Friday’s New York Times included an excellent response to the recent Live 8 initiative by Jean-Claude Shanda Tonme of Cameroon, who placed Africa’s misery squarely at the feet of its corrupt dictators:
Neither debt relief nor huge amounts of food aid nor an invasion of experts will change anything. Those will merely prop up the continent’s dictators. It’s up to each nation to liberate itself and to help itself. When there is a problem in the United States, in Britain, in France, the citizens vote to change their leaders. And those times when it wasn’t possible to freely vote to change those leaders, the people revolted.
In Africa, our leaders have led us into misery, and we need to rid ourselves of these cancers. We would have preferred for the musicians in Philadelphia and London to have marched and sung for political revolution. Instead, they mourned a corpse while forgetting to denounce the murderer.
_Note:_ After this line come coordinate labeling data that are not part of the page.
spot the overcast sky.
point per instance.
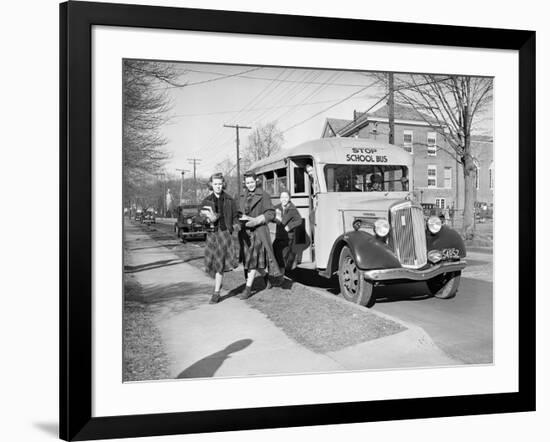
(297, 100)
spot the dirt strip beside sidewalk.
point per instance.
(231, 338)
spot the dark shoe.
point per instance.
(246, 294)
(215, 298)
(278, 281)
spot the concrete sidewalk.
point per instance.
(232, 339)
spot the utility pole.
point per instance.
(162, 176)
(237, 127)
(181, 184)
(391, 109)
(194, 161)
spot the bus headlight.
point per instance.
(381, 227)
(434, 224)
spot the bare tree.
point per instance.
(145, 110)
(262, 142)
(451, 105)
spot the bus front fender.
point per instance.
(446, 238)
(368, 251)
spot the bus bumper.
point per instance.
(415, 275)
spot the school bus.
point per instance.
(360, 219)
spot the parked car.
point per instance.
(138, 216)
(149, 216)
(190, 223)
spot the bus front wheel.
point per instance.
(353, 286)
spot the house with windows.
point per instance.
(438, 177)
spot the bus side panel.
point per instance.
(303, 238)
(329, 226)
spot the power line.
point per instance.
(237, 127)
(326, 109)
(194, 161)
(222, 77)
(275, 79)
(311, 103)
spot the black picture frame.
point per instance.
(76, 21)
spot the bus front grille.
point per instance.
(409, 235)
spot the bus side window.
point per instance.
(299, 180)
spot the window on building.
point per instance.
(408, 140)
(448, 178)
(432, 175)
(432, 144)
(269, 183)
(281, 181)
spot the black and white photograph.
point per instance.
(285, 221)
(261, 221)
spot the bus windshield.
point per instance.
(366, 178)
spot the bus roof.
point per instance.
(340, 150)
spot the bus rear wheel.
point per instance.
(353, 286)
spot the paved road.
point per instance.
(462, 327)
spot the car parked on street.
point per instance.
(190, 223)
(149, 217)
(138, 216)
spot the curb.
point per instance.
(414, 340)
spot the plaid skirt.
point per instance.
(253, 253)
(221, 252)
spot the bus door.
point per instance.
(301, 197)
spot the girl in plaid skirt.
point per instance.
(221, 252)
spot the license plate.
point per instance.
(450, 254)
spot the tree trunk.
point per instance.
(469, 196)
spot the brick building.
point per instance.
(438, 177)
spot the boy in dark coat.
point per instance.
(287, 219)
(255, 240)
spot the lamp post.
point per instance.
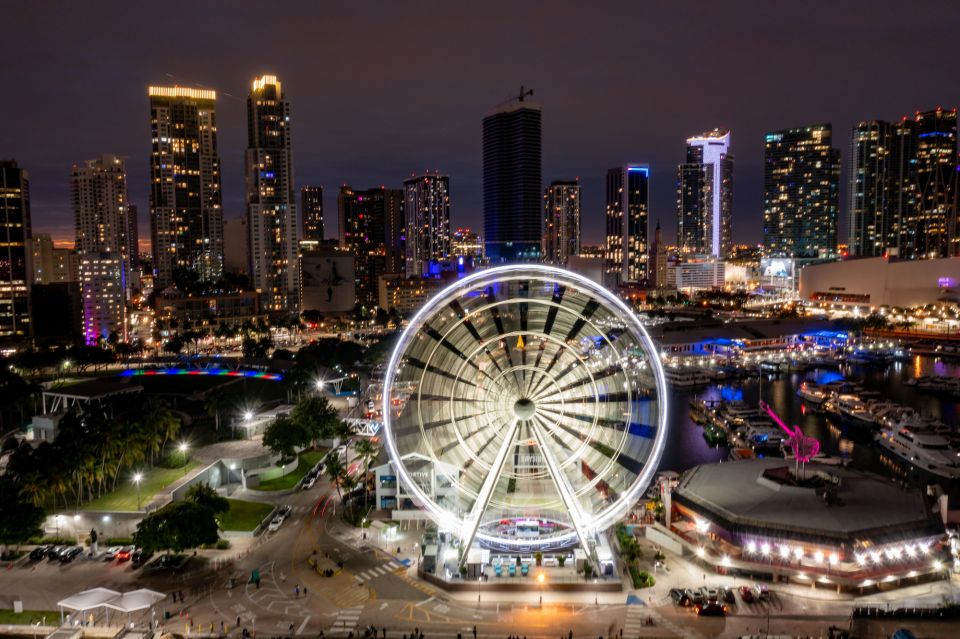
(137, 478)
(183, 451)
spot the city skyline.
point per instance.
(440, 129)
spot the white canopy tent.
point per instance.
(128, 602)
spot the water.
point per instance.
(686, 446)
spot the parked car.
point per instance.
(680, 597)
(140, 557)
(39, 552)
(712, 609)
(70, 553)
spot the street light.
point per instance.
(183, 451)
(137, 478)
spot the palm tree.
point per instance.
(367, 451)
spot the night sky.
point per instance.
(380, 90)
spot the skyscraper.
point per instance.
(14, 235)
(101, 212)
(903, 187)
(311, 208)
(427, 229)
(930, 225)
(371, 228)
(271, 197)
(186, 218)
(512, 181)
(871, 222)
(626, 256)
(705, 195)
(801, 192)
(561, 221)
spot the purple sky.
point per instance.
(379, 90)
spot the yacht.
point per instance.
(685, 377)
(813, 393)
(924, 450)
(850, 410)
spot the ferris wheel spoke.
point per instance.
(472, 521)
(566, 494)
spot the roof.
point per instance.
(740, 495)
(95, 388)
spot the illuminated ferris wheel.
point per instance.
(525, 407)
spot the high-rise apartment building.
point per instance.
(271, 197)
(311, 208)
(50, 264)
(427, 211)
(801, 192)
(101, 212)
(512, 182)
(705, 195)
(371, 228)
(14, 237)
(626, 254)
(903, 187)
(102, 297)
(561, 222)
(186, 216)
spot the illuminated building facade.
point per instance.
(466, 244)
(903, 187)
(50, 264)
(512, 182)
(371, 228)
(186, 217)
(705, 195)
(801, 179)
(628, 203)
(101, 212)
(14, 237)
(561, 222)
(271, 197)
(311, 209)
(102, 297)
(427, 229)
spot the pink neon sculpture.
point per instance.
(804, 448)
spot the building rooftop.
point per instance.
(746, 494)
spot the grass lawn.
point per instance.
(244, 515)
(124, 498)
(25, 617)
(307, 461)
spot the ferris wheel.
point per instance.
(525, 407)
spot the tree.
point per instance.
(283, 436)
(177, 526)
(20, 518)
(207, 497)
(316, 417)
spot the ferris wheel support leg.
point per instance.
(566, 494)
(470, 525)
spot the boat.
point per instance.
(924, 450)
(685, 377)
(850, 410)
(813, 393)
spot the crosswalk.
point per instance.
(379, 571)
(347, 619)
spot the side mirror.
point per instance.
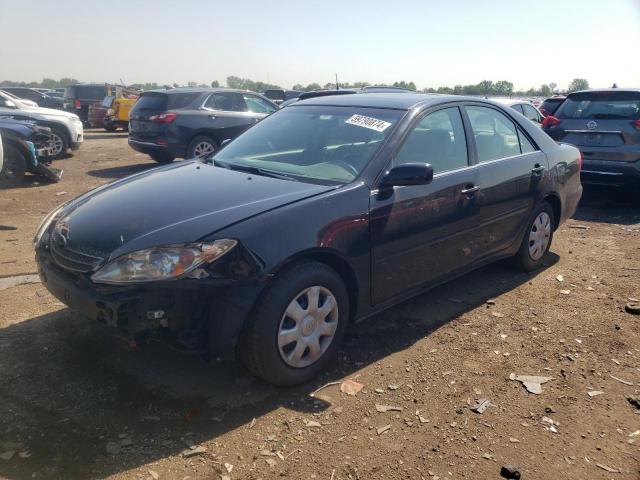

Charmaine Yoest, who was there, agrees:
After I spent a week with Live 8 activists, hearing that Africa needs more money, more trade . . . and “more mosquito nets,” I thought Tonme’s central argument was breathtaking … The one person I heard who kept raising the issue of corruption in Africa was . . . Djimon Hounsou — who is himself originally from Africa. He knows whereof he speaks.
Of course, the original premise of Live 8 was that political reform was to be a condition of Western aid. As Charmaine says, that premise was pretty much invisible during the recent concerts. Time will tell whether the G 8 countries will make reform a centerpiece of their agenda as they implement their decision to step up aid to Africa. Let’s hope so, because without political and economic reform, aid is worse than useless.